Seoul, Sept 6: South Korea will inject an additional 4.5 trillion won ($3.78 billion) into Seoulbank to make it more attractive to foreign investors, the government's financial watchdog said.The move Friday came three days after talks broke down between the government and HSBC Holdings PLC of the United Kingdom, which was bidding for a controlling stake in Seoulbank.
The Financial Supervisory Commission declared the bank a "weak financial institution," allowing the government to order capital reduction and inject public funds.
Two state financial firms, Korea Deposit Insurance Corp. and Korea Asset Management Corp, will inject the funds later this month, including 1.1 trillion won for purchase of the bank's bad loans.
As of the end of June, Seoulbank had 27 trillion won in total assets, compared with 27.3 trillion won in debts. The commission also said US investment bank Morgan Stanley Dean Witter & Co, Seoulbank's financial adviser, was seeking new management for the bank.
The commission and HSBCsigned a memorandum of understanding in February that called for the latter to buy a 70 per cent stake in Seoulbank for $700 million, with the Seoul government keeping the remaining 30 per cent. They missed an original deadline of May 30, but continued talks.
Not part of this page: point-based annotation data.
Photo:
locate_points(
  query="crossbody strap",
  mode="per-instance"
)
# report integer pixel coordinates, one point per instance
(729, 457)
The two sides differed over the amount of bad loans that the government would have covered after selling the majority interest in Seoulbank.
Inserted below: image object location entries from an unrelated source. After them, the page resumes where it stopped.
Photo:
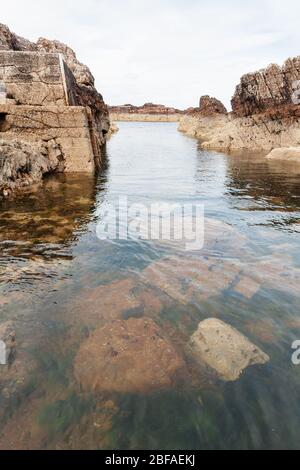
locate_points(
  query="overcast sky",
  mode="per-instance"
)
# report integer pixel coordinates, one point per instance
(164, 51)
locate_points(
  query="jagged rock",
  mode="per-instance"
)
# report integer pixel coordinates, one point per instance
(266, 113)
(130, 356)
(268, 88)
(23, 163)
(209, 106)
(224, 349)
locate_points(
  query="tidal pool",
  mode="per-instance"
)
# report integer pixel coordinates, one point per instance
(60, 285)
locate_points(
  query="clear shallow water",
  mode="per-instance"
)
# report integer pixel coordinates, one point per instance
(55, 275)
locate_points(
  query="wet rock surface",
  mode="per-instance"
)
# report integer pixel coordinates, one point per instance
(224, 349)
(290, 154)
(128, 356)
(22, 164)
(266, 89)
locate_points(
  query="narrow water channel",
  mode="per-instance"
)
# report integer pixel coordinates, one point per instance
(59, 282)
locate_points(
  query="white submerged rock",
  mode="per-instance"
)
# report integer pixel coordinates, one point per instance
(224, 349)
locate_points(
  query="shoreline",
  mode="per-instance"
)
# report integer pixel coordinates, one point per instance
(115, 117)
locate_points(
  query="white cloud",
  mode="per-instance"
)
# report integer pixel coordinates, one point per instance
(168, 51)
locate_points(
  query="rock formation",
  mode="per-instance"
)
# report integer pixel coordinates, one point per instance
(210, 106)
(48, 100)
(224, 349)
(266, 113)
(147, 112)
(22, 164)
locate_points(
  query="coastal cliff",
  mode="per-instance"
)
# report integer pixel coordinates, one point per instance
(149, 112)
(52, 118)
(266, 113)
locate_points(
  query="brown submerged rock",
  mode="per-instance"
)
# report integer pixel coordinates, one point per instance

The government invested 800 billion won in Seoulbank and 700 billion won in Korea First Bank last year, effectively nationalizing them.
The sale of the two banks was one of the conditions laid down by the International Monetary Fund in exchange for its $58 billion bailout of the South Korean economy.
South Korean President Kim Dae Jung's government insisted on selling the banks to foreigners to demonstrate its willingness to open the cloistered domestic financial sector.